In una ricerca pubblicata dalla School of Public Policy presso l’Università di Calgary, gli autori Michal Moore, Senior Fellow e Sarah M. Jordaan della Harvard University, Dipartimento di Scienze della Terra e planetarie, affrontano la domanda di fondo se queste fonti energetiche sono etiche oppure no.
Oltre a sostenere che i benefici dei biocarburanti sulle emissioni di gas a effetto serra sono sopravvalutati da molti politici, gli autori sostengono che ci sono quattro questioni che devono essere considerate prima di incoraggiare e sostenere la produzione di più biocarburanti.
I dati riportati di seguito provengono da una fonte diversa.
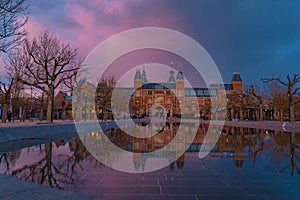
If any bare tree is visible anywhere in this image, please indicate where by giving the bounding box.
[261,74,300,121]
[264,82,288,121]
[0,79,14,123]
[7,31,81,121]
[0,0,28,53]
[95,77,116,120]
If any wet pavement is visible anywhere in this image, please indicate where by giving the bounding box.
[72,153,300,200]
[0,174,93,200]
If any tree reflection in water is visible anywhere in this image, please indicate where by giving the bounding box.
[0,125,300,191]
[5,138,89,188]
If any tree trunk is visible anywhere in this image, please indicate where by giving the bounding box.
[259,106,263,121]
[40,108,44,121]
[240,109,244,121]
[2,102,8,123]
[61,108,66,121]
[46,96,53,122]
Queste, formulate in domande, sono le seguenti:
1. Qual è l’effetto della produzione di biocarburanti sui prezzi degli alimenti, soprattutto per le popolazioni povere?
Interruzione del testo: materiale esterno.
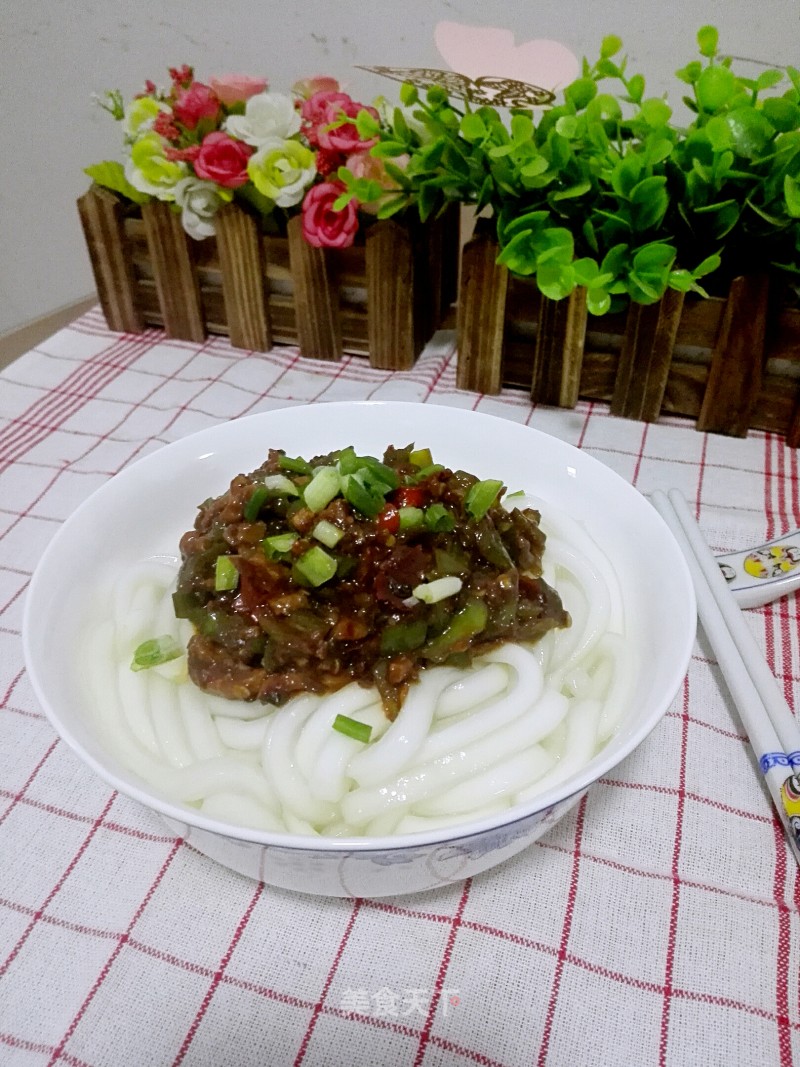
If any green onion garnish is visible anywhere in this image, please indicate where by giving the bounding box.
[277,456,311,474]
[214,556,239,593]
[292,545,336,588]
[409,448,433,467]
[425,504,455,534]
[244,485,269,523]
[303,467,341,511]
[130,634,183,670]
[333,715,372,745]
[464,478,502,520]
[397,507,425,530]
[261,534,298,559]
[311,519,345,548]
2. Vanno usati per produrre biocarburanti terreni agricoli che hanno una bassa resa in termini di energia prodotta per ettaro? Ci sono usi migliori per quella terra?
3. Oltre alla preoccupazione circa l’impatto sul riscaldamento globale, non dovremmo prendere in considerazione ache l’impatto dell’aumento massiccio dell’utilizzo di terreni agricoli per la produzione di biocarburanti?
4. Quali sono altri impatti economici che può avere la produzione su larga scala di biocarburanti?
I due ricercatori non usano mezzi termini per denunciare che molto dell’impegno dei politici americani oggi non è orientato solo a salvaguardare l’ambiente, tant’è vero che gli Usa non hanno nemmeno ratificato il protocollo di Kyoto, ma piuttosto sono influenzati da enormi interessi economici dei produttori di mais, che hanno tutto l’interesse alla crescita del prezzo dei prodotti agricoli. Un conto è vendere mais per sfamare gli esseri umani o gli animali d’allevamento, un altro è vendere la materia prima per la produzione di carburanti, in un momento storico in cui il costo del petrolio è destinato a restare a livelli elevati. Ma gli effetti di questa politica si ritorcerebbe contro miliardi di persone che vivono sulla soglia della povertà.
“I politici, soprattutto negli Stati Uniti, sono tutti impegnati ad espandere l’interesse sulla produzione dei biocarburanti”, spiega Michal Moore. “Ma dovrebbero piuttosto iniziare a pensare fuori dal trip dei cambiamenti climatici e a dispetto della lobby del mais”.
“Se la politica è uno strumento che serve a creare un risultato migliore per tutti, allora abbiamo bisogno di sottomettere la politica ad un controllo etico. Per molti versi, l’attuale politica nel campo dei biocarburanti non riesce a superare 4 semplici domande.”
Contemporaneamente, è uscito un interessante studio (in inglese) della NASA sullo sfruttamento del suolo, che prevede per il 2050 lo sfruttamento del 50% delle terre emerse adatte all’agricoltura per scopi legati alle attività umane (alimentazione ma anche costruzioni, carta, vestiti, legna da ardere ecc.) contro il 25% attuale. Se a questo dovesse essere sommata la quota per la produzione di biocarburanti, il quadro diventerebbe alquanto fosco per la sostenibilità dei nostri ritmi di crescita.